Infuriating as usual, yet the warmth of her hip against my side encouraged me to continue the conversation.

When I describe my feelings for Elmira Royster, please understand that the word is not
love
. To say that I liked Elmira would be stretching it. To say that I needed her in order to remain alive, would be more to the point.

“I am trying to imagine you as a freethinker,” she said. “A free-thinking doctor! How do you know where to cut?” And for the first time I saw her laugh out loud.

I myself did not laugh. At her mention of my profession, the entire catastrophe of my present situation struck me in the stomach with terrible vigor.

“Miz Royster—”

“I am Mrs. Shelton.”

“Mrs. Shelton, I beg your pardon but let me restate the facts of the case. They want to dig Eddie up. There has been a sensational murder in Philadelphia, and Eddie is a suspect, or rather, his ghost, at least for the present. The upshot of it is, if they dig him up I shall be utterly ruined—and, incidentally, Eddie will be suspected of murder. If you care anything for your fiancé—and I would rather you did not—you must help me to reach him.”

She hesitated, which I took as a hopeful sign, though it tormented me beyond endurance that his welfare was uppermost in her mind.

“Eddie is in Philadelphia,” she said. “He has found work there under a pseudonym. I have his address.”

“That would be most helpful. Thank you.”

She stood, crossed to the writing table, took pen and ink—and stopped. “No. I do not think so.”
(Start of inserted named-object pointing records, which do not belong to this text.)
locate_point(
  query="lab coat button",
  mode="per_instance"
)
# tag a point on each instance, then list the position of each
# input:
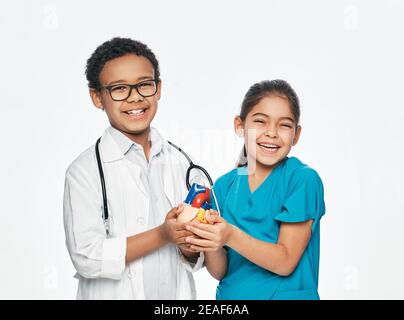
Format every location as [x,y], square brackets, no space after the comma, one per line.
[140,221]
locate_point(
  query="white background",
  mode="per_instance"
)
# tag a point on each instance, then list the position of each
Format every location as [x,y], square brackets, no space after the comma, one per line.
[344,59]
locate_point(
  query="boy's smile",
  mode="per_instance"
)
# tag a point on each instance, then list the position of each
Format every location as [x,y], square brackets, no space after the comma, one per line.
[133,115]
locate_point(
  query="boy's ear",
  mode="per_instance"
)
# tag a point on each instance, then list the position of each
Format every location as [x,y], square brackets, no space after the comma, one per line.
[297,135]
[159,89]
[238,126]
[96,98]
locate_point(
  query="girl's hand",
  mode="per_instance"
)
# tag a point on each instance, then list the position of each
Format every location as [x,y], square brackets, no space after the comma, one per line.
[212,236]
[209,214]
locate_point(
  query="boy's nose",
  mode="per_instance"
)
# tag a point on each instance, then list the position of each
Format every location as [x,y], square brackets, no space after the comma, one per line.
[134,96]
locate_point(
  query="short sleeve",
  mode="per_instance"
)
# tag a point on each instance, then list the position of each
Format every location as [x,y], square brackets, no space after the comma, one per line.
[305,198]
[219,191]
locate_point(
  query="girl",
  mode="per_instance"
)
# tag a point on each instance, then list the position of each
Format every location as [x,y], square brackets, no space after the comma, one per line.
[266,244]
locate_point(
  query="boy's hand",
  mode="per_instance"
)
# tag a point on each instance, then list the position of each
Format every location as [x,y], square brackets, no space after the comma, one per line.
[212,236]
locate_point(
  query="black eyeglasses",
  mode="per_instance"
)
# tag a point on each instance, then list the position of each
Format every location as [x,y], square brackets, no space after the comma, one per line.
[121,92]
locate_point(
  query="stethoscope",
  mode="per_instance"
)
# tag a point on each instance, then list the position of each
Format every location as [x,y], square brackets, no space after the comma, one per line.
[190,168]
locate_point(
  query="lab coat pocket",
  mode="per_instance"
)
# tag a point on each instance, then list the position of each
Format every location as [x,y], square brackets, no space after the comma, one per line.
[308,294]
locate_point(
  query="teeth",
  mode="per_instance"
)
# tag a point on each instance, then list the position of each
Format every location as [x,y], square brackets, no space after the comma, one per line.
[135,112]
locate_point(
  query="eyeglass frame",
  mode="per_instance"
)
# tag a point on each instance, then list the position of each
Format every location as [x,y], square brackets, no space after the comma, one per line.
[131,86]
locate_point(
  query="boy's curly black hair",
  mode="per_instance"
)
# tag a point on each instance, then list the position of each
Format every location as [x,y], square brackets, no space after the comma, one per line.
[114,48]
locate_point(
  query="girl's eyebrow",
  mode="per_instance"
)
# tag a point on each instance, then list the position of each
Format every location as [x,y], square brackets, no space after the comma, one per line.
[267,116]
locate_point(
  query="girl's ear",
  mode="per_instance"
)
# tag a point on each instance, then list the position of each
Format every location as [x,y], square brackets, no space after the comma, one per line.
[239,126]
[297,135]
[96,98]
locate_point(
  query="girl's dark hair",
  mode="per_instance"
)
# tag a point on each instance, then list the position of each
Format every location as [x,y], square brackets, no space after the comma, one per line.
[114,48]
[263,89]
[267,88]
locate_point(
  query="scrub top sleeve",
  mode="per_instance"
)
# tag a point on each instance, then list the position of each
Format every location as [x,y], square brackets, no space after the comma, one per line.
[305,198]
[219,186]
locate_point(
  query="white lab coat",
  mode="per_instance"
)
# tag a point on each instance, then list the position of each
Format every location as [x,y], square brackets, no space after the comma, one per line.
[98,259]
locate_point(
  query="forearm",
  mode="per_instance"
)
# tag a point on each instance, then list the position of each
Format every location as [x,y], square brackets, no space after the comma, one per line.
[270,256]
[216,263]
[143,243]
[190,255]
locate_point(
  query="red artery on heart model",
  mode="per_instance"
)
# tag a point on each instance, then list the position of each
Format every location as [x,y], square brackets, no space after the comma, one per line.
[196,204]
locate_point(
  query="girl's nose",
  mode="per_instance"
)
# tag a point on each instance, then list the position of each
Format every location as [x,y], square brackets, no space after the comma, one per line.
[271,132]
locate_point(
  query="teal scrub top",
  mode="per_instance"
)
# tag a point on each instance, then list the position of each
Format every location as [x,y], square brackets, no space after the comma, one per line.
[293,192]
“You do not think what, ma’am?”

“I do not think I shall give it to you, suh.”

“Why not in heaven’s name?”

“Because I must protect Eddie. From you.”

Damnation
.

“Why on earth would you say such a thing?”

“I declare that any man with your wayward sentiments is not to be trusted alone with my fiancé.”

“Ma’am, I am a doctor. I do not take lives, I save them.” Hearing myself say this, I did not know whether to laugh or cry.

“I will assist you on one condition, suh,” she said. “I shall go to Philadelphia with you.”

“Surely that is out of the question, ma’am. How could such an arrangement be possible?”

“We will travel as man and wife. As Mr. and Mrs. Henri Le Rennet. And that is my last word on the subject.”